For malicious computer hackers and virus writers, the next frontier in mischief is the mobile phone. A phone virus or a "Trojan Horse" program might instruct your phone to do "extraordinary things". It might call the White House or the police with a bizarre hoax. It might forward your personal address book to a sleazy telemarketing firm.
Or it could simply eat into the phone's operating software, shutting it down and erasing your personal information. Similar nasty hijinks have already dogged cell phone owners in Japan and Europe.
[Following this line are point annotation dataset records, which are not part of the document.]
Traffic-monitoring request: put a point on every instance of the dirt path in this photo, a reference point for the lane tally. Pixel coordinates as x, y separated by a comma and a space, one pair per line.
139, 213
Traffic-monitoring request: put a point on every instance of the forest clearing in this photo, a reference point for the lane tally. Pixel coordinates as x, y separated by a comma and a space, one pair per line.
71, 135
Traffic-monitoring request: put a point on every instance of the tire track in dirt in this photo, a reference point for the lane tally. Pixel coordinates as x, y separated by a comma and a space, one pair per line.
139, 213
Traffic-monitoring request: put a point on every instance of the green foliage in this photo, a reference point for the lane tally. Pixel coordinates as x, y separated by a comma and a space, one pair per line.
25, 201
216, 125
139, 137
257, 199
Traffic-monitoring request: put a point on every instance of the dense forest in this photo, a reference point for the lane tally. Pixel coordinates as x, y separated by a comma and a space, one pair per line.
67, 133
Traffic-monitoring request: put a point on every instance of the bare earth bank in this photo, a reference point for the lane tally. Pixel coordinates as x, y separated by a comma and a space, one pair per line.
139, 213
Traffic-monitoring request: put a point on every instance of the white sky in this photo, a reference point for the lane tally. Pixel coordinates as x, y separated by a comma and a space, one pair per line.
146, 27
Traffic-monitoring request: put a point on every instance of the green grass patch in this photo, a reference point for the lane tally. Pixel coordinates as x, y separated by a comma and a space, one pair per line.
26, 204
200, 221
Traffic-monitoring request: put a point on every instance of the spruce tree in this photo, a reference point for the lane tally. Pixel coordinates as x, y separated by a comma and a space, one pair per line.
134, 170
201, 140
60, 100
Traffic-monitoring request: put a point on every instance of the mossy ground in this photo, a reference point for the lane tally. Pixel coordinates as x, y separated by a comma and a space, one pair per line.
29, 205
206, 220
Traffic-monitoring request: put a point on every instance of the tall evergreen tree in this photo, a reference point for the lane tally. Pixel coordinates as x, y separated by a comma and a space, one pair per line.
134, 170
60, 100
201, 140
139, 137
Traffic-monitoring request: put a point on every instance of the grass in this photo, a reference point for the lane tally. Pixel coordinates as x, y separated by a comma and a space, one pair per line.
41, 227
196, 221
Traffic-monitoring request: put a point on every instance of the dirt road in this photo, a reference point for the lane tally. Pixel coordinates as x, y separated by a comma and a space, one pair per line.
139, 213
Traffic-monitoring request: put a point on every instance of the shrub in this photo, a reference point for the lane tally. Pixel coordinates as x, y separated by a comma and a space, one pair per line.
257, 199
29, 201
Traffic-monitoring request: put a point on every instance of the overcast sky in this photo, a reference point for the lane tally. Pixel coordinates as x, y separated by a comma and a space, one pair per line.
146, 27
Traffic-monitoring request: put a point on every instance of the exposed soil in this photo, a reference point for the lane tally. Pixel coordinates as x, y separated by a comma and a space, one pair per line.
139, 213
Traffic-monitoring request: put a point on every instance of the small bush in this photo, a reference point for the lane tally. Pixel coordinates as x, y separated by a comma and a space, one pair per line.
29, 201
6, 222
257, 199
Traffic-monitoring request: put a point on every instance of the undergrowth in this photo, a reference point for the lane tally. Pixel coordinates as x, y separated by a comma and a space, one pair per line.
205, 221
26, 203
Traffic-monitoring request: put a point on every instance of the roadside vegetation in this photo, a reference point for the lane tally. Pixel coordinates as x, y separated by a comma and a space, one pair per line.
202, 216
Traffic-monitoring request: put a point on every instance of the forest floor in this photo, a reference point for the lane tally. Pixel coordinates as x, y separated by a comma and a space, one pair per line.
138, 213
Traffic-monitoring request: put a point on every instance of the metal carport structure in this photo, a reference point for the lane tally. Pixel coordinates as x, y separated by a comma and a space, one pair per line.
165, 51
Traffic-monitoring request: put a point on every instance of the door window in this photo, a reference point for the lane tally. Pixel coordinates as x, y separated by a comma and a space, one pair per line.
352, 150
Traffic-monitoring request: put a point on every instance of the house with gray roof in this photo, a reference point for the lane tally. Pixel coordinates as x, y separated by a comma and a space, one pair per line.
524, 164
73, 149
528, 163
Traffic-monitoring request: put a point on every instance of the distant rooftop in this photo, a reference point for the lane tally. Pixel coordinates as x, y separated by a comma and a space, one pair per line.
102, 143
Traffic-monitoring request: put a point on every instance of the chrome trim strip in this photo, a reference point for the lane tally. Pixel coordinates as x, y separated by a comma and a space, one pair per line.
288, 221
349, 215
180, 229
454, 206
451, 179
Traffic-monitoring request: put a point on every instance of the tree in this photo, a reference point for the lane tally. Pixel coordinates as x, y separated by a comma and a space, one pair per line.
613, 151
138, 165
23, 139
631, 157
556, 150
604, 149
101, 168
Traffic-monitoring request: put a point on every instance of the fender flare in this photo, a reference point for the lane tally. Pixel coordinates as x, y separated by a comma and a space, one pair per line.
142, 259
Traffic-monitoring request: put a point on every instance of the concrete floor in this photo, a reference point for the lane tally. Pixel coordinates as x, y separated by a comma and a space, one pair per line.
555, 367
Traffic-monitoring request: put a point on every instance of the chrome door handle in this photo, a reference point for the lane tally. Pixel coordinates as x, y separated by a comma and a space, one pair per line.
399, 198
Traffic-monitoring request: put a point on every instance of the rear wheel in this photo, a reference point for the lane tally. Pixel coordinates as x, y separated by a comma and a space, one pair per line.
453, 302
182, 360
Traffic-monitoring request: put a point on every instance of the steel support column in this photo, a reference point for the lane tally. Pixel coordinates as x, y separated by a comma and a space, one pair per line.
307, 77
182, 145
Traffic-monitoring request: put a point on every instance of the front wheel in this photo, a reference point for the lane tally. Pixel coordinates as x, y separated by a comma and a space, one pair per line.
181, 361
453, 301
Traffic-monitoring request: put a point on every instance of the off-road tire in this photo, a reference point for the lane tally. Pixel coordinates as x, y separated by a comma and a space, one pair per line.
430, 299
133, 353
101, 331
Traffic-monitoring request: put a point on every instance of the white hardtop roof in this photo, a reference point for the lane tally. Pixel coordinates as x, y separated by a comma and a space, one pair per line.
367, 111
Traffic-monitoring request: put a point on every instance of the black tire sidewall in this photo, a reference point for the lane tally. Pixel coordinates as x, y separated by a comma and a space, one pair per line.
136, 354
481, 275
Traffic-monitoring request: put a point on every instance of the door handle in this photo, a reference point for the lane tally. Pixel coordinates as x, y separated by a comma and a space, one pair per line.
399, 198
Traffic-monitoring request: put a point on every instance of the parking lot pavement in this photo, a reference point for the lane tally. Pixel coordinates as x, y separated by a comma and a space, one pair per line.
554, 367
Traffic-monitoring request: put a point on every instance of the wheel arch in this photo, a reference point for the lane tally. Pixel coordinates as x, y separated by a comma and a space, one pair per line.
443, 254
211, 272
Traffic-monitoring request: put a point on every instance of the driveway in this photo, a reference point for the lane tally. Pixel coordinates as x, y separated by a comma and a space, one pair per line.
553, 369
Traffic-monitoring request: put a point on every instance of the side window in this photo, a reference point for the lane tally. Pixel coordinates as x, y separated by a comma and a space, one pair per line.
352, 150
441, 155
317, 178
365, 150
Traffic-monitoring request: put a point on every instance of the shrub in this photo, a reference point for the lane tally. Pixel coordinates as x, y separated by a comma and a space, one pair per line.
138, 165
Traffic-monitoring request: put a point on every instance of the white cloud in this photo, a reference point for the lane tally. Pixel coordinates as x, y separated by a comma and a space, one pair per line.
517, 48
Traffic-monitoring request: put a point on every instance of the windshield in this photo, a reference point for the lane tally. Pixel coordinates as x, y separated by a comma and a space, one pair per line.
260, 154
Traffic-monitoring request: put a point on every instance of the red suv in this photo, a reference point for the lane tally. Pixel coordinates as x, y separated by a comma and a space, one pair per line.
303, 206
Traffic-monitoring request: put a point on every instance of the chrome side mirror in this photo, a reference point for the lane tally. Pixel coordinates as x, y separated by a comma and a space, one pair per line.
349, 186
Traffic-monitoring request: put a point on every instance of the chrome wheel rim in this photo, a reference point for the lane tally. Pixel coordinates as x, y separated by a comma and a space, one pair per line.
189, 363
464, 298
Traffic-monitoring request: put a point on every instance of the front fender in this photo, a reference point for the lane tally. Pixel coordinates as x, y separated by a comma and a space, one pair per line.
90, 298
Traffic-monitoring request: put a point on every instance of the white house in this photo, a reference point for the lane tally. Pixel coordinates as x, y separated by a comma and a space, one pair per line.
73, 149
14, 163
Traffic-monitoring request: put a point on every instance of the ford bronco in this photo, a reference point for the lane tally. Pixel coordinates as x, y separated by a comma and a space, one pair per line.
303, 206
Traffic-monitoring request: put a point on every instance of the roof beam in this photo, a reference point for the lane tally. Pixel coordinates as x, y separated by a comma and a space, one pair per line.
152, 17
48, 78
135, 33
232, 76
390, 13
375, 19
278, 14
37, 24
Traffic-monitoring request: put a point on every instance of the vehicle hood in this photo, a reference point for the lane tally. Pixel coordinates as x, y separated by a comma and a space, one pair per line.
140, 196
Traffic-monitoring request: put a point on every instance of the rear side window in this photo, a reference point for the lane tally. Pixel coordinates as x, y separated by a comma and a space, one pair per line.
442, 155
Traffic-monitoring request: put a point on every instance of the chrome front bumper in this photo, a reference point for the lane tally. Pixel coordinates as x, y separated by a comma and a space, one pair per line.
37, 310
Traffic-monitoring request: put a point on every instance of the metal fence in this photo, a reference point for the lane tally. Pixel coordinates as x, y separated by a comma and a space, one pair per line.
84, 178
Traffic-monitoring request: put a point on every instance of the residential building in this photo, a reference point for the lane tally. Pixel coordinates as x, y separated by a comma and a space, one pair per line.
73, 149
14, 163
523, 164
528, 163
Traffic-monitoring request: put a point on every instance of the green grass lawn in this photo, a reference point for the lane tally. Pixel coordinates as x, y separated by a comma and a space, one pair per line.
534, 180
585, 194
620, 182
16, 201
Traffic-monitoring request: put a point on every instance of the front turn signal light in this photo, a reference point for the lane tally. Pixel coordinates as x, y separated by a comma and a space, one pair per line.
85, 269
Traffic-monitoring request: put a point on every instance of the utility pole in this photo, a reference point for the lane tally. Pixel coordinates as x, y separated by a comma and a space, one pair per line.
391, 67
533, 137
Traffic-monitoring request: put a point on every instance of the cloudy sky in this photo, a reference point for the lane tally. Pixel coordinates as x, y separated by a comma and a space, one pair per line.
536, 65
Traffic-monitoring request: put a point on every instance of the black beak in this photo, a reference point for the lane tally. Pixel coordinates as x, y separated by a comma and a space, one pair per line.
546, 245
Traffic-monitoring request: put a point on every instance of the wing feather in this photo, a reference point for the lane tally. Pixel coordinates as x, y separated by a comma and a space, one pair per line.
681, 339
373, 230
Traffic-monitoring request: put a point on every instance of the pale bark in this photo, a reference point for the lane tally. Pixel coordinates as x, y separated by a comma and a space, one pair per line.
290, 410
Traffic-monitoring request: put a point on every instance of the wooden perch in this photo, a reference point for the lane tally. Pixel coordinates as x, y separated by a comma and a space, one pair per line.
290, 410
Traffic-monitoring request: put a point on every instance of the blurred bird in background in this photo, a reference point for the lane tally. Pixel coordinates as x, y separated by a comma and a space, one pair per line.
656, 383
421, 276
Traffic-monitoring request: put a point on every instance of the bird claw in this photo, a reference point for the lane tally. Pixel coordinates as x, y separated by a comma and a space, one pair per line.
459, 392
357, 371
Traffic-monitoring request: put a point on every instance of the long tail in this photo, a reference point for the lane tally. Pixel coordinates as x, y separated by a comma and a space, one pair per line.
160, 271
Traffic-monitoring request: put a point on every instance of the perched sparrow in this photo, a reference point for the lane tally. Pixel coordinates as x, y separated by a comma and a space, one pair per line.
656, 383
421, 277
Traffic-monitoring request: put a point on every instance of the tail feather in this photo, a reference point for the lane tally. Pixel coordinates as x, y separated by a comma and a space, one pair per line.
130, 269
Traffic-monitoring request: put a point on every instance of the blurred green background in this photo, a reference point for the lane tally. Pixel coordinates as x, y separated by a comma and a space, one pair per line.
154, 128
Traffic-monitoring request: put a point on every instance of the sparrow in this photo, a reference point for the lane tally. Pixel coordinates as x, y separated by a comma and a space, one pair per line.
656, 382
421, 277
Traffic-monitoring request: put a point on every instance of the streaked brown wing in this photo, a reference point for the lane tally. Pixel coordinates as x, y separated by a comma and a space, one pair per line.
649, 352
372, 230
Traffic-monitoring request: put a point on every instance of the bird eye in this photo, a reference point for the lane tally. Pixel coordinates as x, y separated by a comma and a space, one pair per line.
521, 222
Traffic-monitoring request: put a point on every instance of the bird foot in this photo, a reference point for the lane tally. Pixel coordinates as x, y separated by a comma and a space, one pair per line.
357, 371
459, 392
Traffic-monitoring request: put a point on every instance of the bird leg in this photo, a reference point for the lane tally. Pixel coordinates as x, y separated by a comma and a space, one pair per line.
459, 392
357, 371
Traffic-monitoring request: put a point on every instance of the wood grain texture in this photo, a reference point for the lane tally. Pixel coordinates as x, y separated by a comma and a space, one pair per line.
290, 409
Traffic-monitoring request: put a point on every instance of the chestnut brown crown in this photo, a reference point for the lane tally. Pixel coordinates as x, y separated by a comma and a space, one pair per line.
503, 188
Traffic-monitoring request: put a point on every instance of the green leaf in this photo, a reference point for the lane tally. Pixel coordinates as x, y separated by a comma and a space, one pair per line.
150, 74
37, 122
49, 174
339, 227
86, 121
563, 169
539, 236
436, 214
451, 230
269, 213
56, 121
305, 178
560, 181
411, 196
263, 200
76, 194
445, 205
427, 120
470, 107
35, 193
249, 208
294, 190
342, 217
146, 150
If a malicious piece of code gets control of your phone, it can do everything you can do. It can call toll numbers. It can get your messages and send them elsewhere. It can record your passwords. As cellular phones morph into computer-like "smartphones" able to surf the Web, send e-mail and download software, they're prone to the same tribulations that have waylaid computers over the past decade.
Think of cell phones as just another set of computers on the Internet. If they're connected to the Internet they can be used to transmit threats and attack targets, just as any computer can. And yes, it's technically possible now ! In Japan, deviant e-mail messages sent to cell phones contained an Internet link that, when clicked, caused phones to repeatedly dial the national emergency number. The wireless carrier halted all emergency calls until the bug was removed.
n Europe, handsets short message service, or SMS, has been used to randomly send pieces of binary code that crashes phones, forcing the user to detach the battery and reboot. A new, more sinister version keeps crashing the phone until the SMS message is deleted from the carrier's server. In the United States, relatively primitive cell phone technology keeps users immune from such tricks, for now. Phone hacking is nothing new. In the 1970s, so-called "phone phreakers" made free phone calls -- and even gained control of major phone trunk lines -- by whistling certain tones into the receiver.
It is indeed possible to control the entire network, and do anything an cellphone operator can do. Now, at least three software companies have released personal security software for emerging smartphones, girding for a new wave of phone viruses and Captain Crunch-style tricks. F-Secure is one such firm, selling antivirus and encryption software for smartphone operating systems made by Palm, Microsoft and the Symbian platform common in Europe.
Thus far, there have been no publicized reports of phone hacking or viruses, although viruses have attacked handhelds running the Palm operating system. Microsoft predicts deviant code will soon emerge for handhelds running its Pocket PC software. Both operating systems are expected to be used increasingly in smartphones. A virus is a piece of malevolent code that self-replicates, while a Trojan horse does not but can be just as destructive. The pranks in Europe and Japan created virus-like havoc, but did not propagate like a full-fledged virus. For virus writers who crave notoriety by wreaking maximum havoc, there are still too few smartphones, and no widespread software platform to attack.